Le procès de la chanteuse congolaise Rebo Tchulo, de son vrai nom Deborah Tshimpaka Mulanga, a connu un nouveau report ce jeudi 25 juin 2026 devant le tribunal militaire de garnison de Kinshasa-Ngaliema. Il s’agit du quatrième renvoi depuis l’ouverture de cette affaire, qui implique également plusieurs militaires des Forces armées de la République démocratique du Congo (FARDC).

Pour sa première comparution, l’artiste a été entendue aux côtés de neuf militaires poursuivis pour des faits présumés de torture, d’extorsion, de concussion et de violation des consignes militaires au préjudice de Platini Kasaï Sadisa. Rebo Tchulo est, pour sa part, poursuivie pour avoir, selon l’accusation, incité des militaires à poser des actes contraires à la loi et à la discipline militaire.

Au cours de son audition, la chanteuse a fermement rejeté les accusations portées contre elle. Elle a notamment nié avoir pris contact avec un responsable militaire ou une autorité politique afin d’obtenir une intervention contre la victime présumée.

« Notre cliente n’a aucun contact avec une quelconque autorité militaire », ont soutenu ses avocats devant la juridiction.

Estimant que ces déclarations devaient être vérifiées, les avocats de la partie civile ont sollicité l’autorisation du tribunal pour consulter les relevés téléphoniques de l’artiste à la date du 17 avril 2026. Selon eux, l’analyse des appels entrants et sortants pourrait permettre d’établir l’existence ou non d’échanges avec des personnes susceptibles d’avoir joué un rôle dans les faits reprochés.

Malgré les objections formulées par la défense, qui a invoqué le respect de la vie privée de sa cliente, le tribunal a fait droit à cette demande d’instruction.

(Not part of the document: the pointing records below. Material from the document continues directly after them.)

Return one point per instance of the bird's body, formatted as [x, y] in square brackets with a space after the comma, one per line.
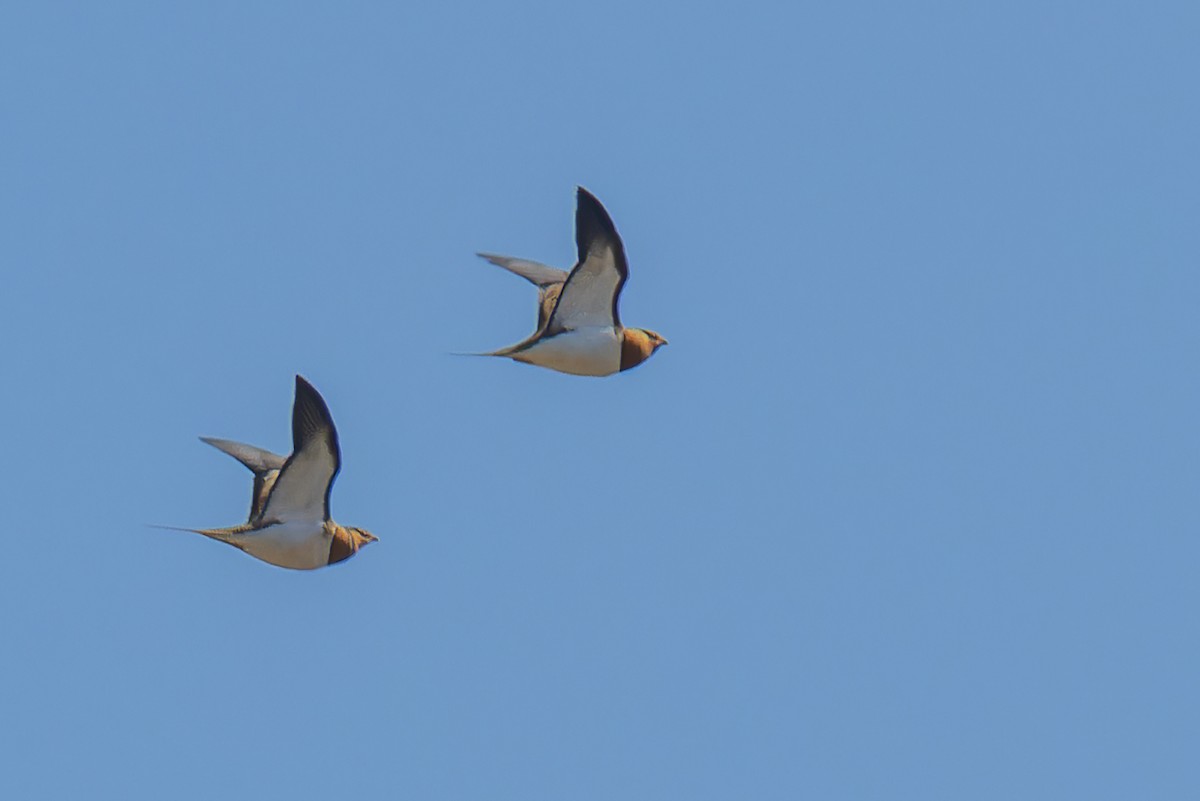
[579, 326]
[297, 544]
[289, 523]
[594, 350]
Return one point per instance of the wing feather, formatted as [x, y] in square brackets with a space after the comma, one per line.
[306, 480]
[593, 288]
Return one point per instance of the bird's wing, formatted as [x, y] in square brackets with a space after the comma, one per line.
[301, 489]
[592, 290]
[264, 464]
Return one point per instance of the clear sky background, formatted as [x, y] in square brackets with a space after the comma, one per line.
[906, 510]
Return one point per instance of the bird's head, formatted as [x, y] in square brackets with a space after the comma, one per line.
[637, 345]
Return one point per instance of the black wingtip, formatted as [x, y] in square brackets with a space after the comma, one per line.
[310, 414]
[592, 222]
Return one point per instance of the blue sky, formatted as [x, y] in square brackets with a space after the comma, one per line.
[906, 510]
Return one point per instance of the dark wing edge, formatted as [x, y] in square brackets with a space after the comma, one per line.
[310, 420]
[593, 224]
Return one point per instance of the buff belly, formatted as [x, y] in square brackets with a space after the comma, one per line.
[582, 351]
[299, 546]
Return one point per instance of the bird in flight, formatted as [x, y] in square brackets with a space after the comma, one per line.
[579, 324]
[289, 523]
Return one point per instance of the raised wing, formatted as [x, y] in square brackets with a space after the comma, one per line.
[264, 464]
[301, 491]
[543, 275]
[549, 281]
[593, 288]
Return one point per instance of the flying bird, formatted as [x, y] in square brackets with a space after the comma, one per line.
[289, 523]
[579, 324]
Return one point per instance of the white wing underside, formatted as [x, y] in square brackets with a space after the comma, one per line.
[532, 271]
[299, 493]
[587, 299]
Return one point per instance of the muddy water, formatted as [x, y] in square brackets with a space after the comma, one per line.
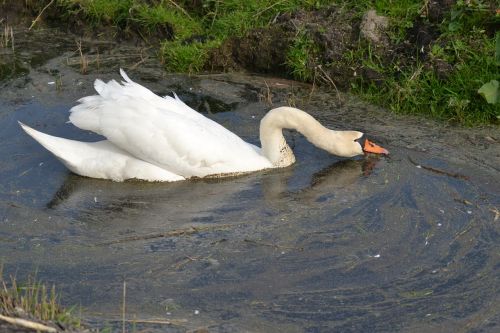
[405, 243]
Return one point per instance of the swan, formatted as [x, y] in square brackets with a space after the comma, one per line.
[155, 138]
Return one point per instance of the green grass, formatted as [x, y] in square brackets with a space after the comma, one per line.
[34, 299]
[300, 56]
[409, 85]
[417, 89]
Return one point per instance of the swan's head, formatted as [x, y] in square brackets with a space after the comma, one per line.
[352, 143]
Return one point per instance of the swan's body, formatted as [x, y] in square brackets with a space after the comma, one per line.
[162, 139]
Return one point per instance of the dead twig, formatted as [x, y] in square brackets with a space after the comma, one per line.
[40, 14]
[496, 212]
[28, 324]
[327, 78]
[176, 322]
[276, 246]
[84, 63]
[171, 233]
[438, 171]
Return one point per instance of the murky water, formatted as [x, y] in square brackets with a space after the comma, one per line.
[405, 243]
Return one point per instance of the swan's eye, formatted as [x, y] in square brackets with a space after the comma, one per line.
[360, 140]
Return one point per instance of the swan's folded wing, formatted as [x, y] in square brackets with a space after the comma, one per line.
[177, 141]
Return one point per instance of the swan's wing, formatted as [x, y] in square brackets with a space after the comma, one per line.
[165, 132]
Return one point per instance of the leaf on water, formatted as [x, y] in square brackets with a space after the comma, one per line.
[490, 91]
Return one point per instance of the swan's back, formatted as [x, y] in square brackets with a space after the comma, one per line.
[164, 131]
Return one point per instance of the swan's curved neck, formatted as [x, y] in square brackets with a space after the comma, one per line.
[274, 146]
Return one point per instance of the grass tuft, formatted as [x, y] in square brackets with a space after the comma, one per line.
[34, 299]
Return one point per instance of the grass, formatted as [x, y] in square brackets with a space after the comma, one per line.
[34, 300]
[408, 85]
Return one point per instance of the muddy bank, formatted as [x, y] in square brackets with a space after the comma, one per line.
[404, 243]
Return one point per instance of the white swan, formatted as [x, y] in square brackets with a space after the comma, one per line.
[162, 139]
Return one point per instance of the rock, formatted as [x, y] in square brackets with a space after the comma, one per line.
[373, 28]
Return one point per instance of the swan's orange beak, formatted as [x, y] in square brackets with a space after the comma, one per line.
[370, 147]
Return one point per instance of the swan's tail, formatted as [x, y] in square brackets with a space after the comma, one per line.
[60, 147]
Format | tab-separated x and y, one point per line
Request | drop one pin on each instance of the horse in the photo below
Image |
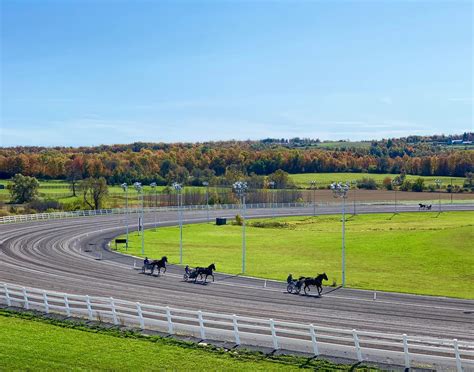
205	271
317	281
160	264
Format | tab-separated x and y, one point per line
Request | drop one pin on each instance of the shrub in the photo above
406	186
418	185
387	183
270	224
239	220
43	205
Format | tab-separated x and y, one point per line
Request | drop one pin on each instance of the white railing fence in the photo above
214	207
354	344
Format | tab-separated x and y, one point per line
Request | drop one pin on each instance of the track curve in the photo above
53	255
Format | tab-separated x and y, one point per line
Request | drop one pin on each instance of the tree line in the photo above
225	162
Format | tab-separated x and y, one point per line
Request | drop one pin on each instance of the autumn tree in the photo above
94	191
23	189
74	169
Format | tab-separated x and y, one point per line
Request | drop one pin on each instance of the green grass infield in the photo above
422	253
31	343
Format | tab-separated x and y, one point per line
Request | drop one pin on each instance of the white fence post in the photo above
405	350
313	340
66	304
458	357
274	338
89	307
201	325
7	295
170	323
236	330
45	302
140	315
114	311
26	303
357	345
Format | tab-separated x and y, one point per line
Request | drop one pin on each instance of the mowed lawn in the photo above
322	179
34	345
422	253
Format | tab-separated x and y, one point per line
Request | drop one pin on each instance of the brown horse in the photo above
317	282
159	264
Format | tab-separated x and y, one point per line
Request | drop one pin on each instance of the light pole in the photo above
153	187
438	185
139	188
205	183
340	190
452	190
354	185
240	189
395	184
178	189
272	185
313	186
125	188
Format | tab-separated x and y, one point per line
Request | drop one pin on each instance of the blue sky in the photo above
103	72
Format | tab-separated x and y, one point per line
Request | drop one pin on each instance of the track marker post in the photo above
274	337
236	330
26	304
405	350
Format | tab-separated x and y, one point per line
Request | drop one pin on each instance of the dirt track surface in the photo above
53	255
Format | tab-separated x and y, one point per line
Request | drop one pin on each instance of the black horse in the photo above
317	282
160	264
205	271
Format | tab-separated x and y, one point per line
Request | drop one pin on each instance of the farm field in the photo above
322	179
39	345
422	253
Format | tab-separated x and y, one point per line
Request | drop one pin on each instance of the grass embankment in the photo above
423	253
31	343
323	179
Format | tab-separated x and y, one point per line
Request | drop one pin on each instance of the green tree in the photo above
281	178
94	191
23	189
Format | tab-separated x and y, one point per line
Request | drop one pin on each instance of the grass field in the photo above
29	343
422	253
303	179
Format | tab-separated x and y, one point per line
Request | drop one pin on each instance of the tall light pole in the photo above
206	184
313	186
240	189
395	183
125	188
153	187
272	185
139	188
438	185
354	185
340	190
452	190
178	187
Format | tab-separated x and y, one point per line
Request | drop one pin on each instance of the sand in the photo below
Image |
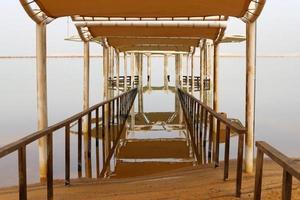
187	183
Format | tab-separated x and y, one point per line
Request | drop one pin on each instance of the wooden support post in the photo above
105	72
118	72
125	72
111	69
180	70
250	90
86	80
258	174
140	85
287	181
149	70
216	78
177	70
42	107
202	66
166	63
22	173
187	74
192	73
132	67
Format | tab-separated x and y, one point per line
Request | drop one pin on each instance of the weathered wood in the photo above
239	169
217	143
88	167
287	181
67	155
210	139
97	144
49	167
79	149
226	157
22	173
258	174
233	126
205	136
103	134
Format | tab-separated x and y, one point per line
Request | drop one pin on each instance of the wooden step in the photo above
154	149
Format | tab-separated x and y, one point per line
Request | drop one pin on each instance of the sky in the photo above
278	31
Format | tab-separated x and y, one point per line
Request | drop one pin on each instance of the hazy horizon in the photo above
271	39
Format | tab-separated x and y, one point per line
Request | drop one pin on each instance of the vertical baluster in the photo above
201	133
226	157
67	154
217	143
205	135
118	111
89	161
258	174
239	171
97	144
210	140
109	125
79	149
197	130
49	166
287	181
103	134
22	173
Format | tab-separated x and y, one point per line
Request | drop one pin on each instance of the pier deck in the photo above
186	183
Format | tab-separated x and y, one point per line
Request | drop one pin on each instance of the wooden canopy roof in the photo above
137	8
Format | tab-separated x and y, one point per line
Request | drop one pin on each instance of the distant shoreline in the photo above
100	56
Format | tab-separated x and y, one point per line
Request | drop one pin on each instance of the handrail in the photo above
290	168
200	120
234	126
7	149
114	110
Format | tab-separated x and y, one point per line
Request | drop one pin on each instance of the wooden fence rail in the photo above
290	169
200	121
113	111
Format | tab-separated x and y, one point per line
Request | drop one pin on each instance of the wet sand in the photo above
187	183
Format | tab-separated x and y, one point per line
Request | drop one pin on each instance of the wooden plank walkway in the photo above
189	183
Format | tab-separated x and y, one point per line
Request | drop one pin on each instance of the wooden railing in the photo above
290	169
113	111
200	120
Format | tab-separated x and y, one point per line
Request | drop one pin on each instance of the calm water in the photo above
277	98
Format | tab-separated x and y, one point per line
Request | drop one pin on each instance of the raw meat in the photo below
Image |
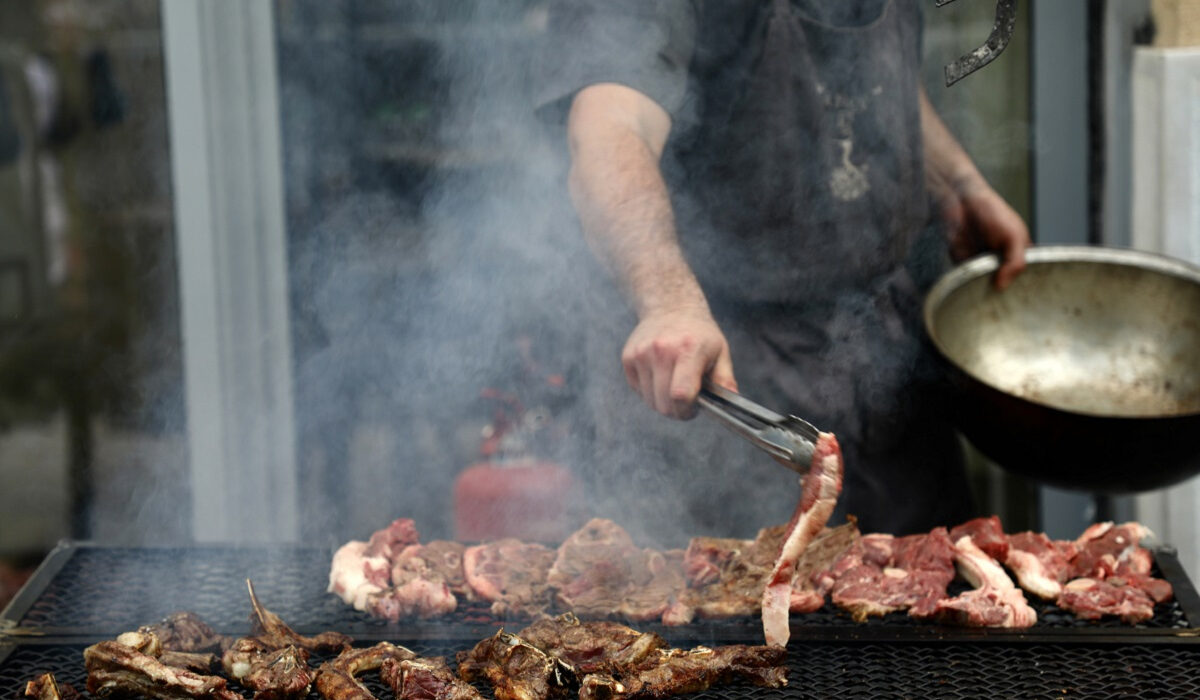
822	485
1041	564
995	600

La juridiction a ainsi ordonné la production des relevés téléphoniques par les opérateurs de télécommunications et renvoyé l’affaire au 24 juillet 2026 afin de permettre leur exploitation. Cette nouvelle étape pourrait apporter des éléments déterminants dans un dossier qui continue de susciter un vif intérêt de l’opinion publique.